16.4 Social Impact

To make predictions on data, the provenance of the data or data lineage – where the data came from and how it was manipulated – can make a difference between a good prediction and nonsense. Provenance is typically recorded as metadata – data about the data – including:

  • Who collected each piece of data? What are their credentials?

  • Who transcribed the information?

  • What was the protocol used to collect the data? Was the data chosen at random or chosen because it was interesting or some other reason?

  • What were the controls? What was manipulated, when?

  • What sensors were used? What is their reliability and operating range?

  • What processing has been done to the data?

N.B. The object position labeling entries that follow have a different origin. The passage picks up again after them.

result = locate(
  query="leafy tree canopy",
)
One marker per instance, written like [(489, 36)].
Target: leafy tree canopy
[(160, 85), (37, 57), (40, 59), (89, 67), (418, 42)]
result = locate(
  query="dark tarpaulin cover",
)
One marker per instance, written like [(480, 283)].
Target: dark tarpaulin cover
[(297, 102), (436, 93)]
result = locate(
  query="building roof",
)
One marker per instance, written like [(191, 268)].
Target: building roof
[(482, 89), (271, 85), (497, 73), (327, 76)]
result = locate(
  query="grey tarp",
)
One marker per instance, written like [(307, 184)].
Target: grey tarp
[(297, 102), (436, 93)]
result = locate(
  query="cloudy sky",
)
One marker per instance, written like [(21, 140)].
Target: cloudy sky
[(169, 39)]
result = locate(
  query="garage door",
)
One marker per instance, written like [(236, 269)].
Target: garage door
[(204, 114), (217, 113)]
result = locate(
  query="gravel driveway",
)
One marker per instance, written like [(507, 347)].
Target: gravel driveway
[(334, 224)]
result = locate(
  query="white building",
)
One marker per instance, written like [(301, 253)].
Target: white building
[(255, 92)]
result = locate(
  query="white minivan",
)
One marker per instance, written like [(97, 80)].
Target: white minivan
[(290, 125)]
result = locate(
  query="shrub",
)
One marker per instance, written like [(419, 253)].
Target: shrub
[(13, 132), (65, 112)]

Such metadata is needed for environmental, geospatial, and social data – data about the Earth – that is collected by people and used for environmental decision making [Gil et al., 2019].

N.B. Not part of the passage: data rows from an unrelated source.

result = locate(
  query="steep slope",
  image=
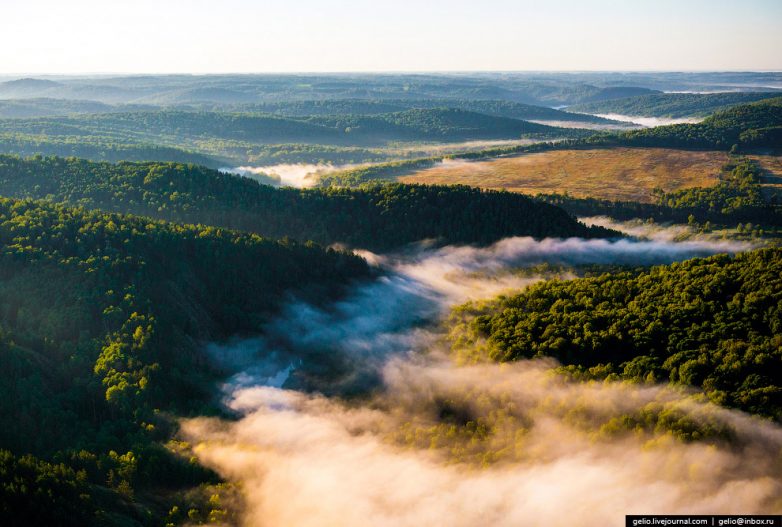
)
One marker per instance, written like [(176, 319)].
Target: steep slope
[(379, 217)]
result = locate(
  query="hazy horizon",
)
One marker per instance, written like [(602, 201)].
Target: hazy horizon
[(87, 37)]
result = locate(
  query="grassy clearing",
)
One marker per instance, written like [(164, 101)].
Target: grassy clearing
[(771, 183), (617, 173)]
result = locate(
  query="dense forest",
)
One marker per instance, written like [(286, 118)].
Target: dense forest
[(376, 217), (165, 90), (674, 105), (712, 323), (177, 127), (748, 126), (102, 318), (500, 108)]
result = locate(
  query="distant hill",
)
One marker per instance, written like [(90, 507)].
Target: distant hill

This is particularly important if the data should be FAIR [Wilkinson et al., 2016]:

  • Findable – the (meta)data uses unique persistent identifiers, such as IRIs.

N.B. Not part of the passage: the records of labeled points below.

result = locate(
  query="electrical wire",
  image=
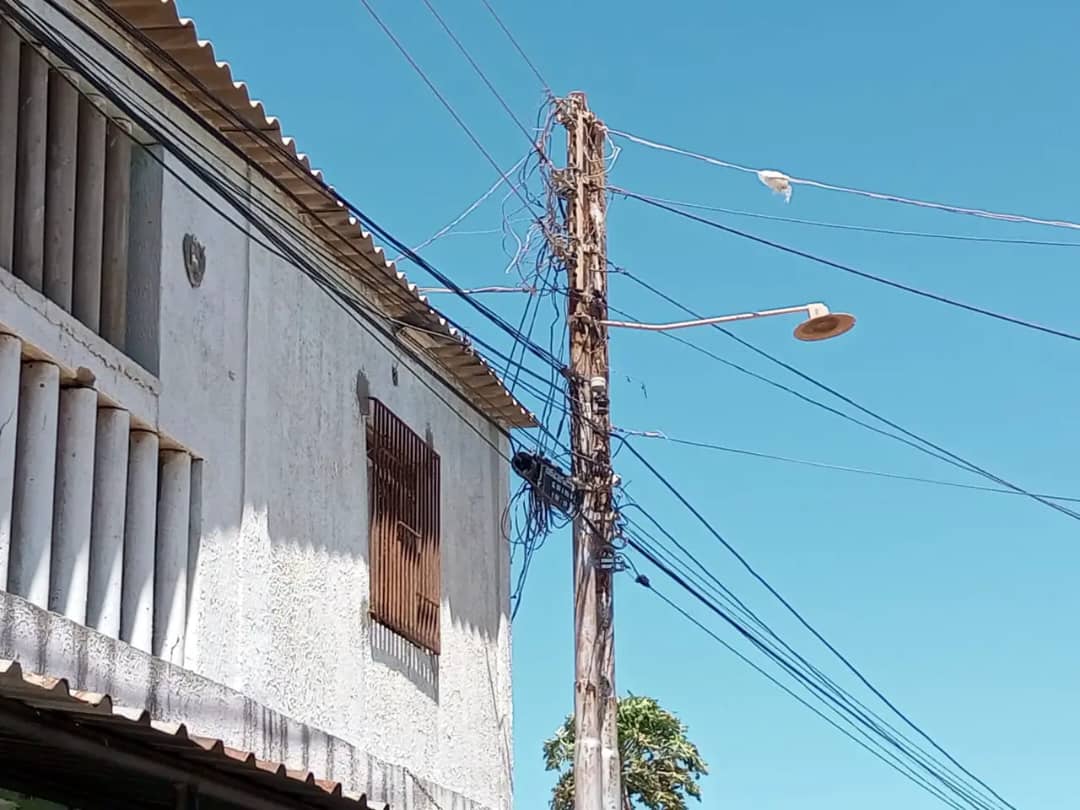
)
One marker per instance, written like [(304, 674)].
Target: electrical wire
[(480, 71), (439, 94), (821, 683), (914, 440), (876, 739), (852, 270), (258, 134), (817, 634), (272, 240), (520, 50), (838, 468), (829, 187), (794, 392), (461, 217), (858, 228)]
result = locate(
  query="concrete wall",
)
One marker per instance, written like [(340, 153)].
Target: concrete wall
[(257, 376)]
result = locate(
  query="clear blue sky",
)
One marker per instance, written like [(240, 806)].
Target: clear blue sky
[(960, 605)]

  • Accessible – the data is available using free and open protocols, and the metadata is accessible even when the data is not.

  • Interoperable – the vocabulary is defined using formal knowledge representation languages (ontologies).

  • Reusable – the data uses rich metadata, including provenance, and an appropriate open license, so that the community can use the data.

Data repositories based on these principles are available for many areas including Earth observations [NASA, 2022], social sciences [King, 2007], computational workflows [Goble et al., 2020], and all research domains [Springer Nature, 2022]. FAIR data is an important part of modern data-driven science, however, some researchers that have commercial or military reasons to think of themselves as being in competition with one another may have an incentive to not follow FAIR guidelines.

Stodden et al. [2016], Gil et al. [2017], and Sikos et al. [2021] overview ways to enhance reproducibility in data science. Gebru et al. [2021] propose 57 questions about the content of a dataset and the workflow used to produce it.